In the mid-1980s, the World Health Organization's Multinational Monitoring of Trends and Determinants in Cardiovascular Disease (MONICA) Project sampled 48 populations for cardiovascular risk factors. In all but one male population (China), and in most of the female populations, between 50% and 75% of adults aged 35-64 were overweight or obese.[35] A later follow-up study showed that the prevalence of obesity has continued to increase.[36] In many EstME countries, mean body mass index is rising at an alarming rate even as mean plasma cholesterol levels are falling and age-adjusted hypertension levels remain fairly stable.

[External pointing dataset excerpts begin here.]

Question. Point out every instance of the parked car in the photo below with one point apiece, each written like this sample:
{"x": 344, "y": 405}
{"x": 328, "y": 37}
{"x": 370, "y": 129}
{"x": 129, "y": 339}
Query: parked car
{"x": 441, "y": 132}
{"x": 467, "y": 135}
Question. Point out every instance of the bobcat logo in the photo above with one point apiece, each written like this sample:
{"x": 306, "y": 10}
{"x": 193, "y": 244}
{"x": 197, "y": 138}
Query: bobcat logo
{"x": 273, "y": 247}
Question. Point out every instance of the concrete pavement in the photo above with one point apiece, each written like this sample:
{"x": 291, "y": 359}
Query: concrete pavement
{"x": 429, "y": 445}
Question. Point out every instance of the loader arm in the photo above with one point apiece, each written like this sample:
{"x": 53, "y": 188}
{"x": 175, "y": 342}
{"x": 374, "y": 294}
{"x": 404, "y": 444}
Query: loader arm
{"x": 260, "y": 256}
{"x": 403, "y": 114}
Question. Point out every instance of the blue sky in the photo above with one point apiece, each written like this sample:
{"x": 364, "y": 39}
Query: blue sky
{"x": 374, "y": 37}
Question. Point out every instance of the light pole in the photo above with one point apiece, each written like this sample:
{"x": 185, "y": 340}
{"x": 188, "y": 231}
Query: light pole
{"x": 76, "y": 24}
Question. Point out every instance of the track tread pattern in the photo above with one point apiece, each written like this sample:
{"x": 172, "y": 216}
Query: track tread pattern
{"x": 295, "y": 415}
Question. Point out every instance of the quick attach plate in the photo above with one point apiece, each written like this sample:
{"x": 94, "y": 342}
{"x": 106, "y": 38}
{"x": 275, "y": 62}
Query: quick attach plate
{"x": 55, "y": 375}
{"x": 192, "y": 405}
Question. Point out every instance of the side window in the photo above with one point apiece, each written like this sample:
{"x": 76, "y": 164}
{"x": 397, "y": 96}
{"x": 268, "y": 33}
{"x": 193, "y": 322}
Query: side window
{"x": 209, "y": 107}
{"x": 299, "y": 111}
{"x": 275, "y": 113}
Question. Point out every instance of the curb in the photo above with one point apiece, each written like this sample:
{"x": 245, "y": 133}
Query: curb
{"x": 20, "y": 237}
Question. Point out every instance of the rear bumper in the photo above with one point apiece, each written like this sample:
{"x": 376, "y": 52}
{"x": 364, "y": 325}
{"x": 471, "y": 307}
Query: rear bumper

In the United States, increases in body mass index are occurring in all sectors of the population, and are increasing fastest among minorities and women.[37] Overweight and obesity are not limited to established or emerging market economies. In many of the DevE countries, obesity appears to coexist with undernutrition and malnutrition and, while it is not as common as in the EstME and EmgME countries, it is on the rise there as well. In Mauritius, for example, rapid increases were documented in obesity between 1987 and 1992.[38] Among African women living in the Cape Peninsula, an estimated 44% were obese.[39]

Further increases in the prevalence of overweight and obesity are to be expected if the alarming data on childhood and adolescent obesity hold true,[40] with sharp increases in developed countries, such as the United States[41] and the United Kingdom,[42] but also in China[43] and other developing countries.[44] Early obesity not only increases the likelihood of adult obesity, but it also increases the prevalence of weight-related disorders, including CVD.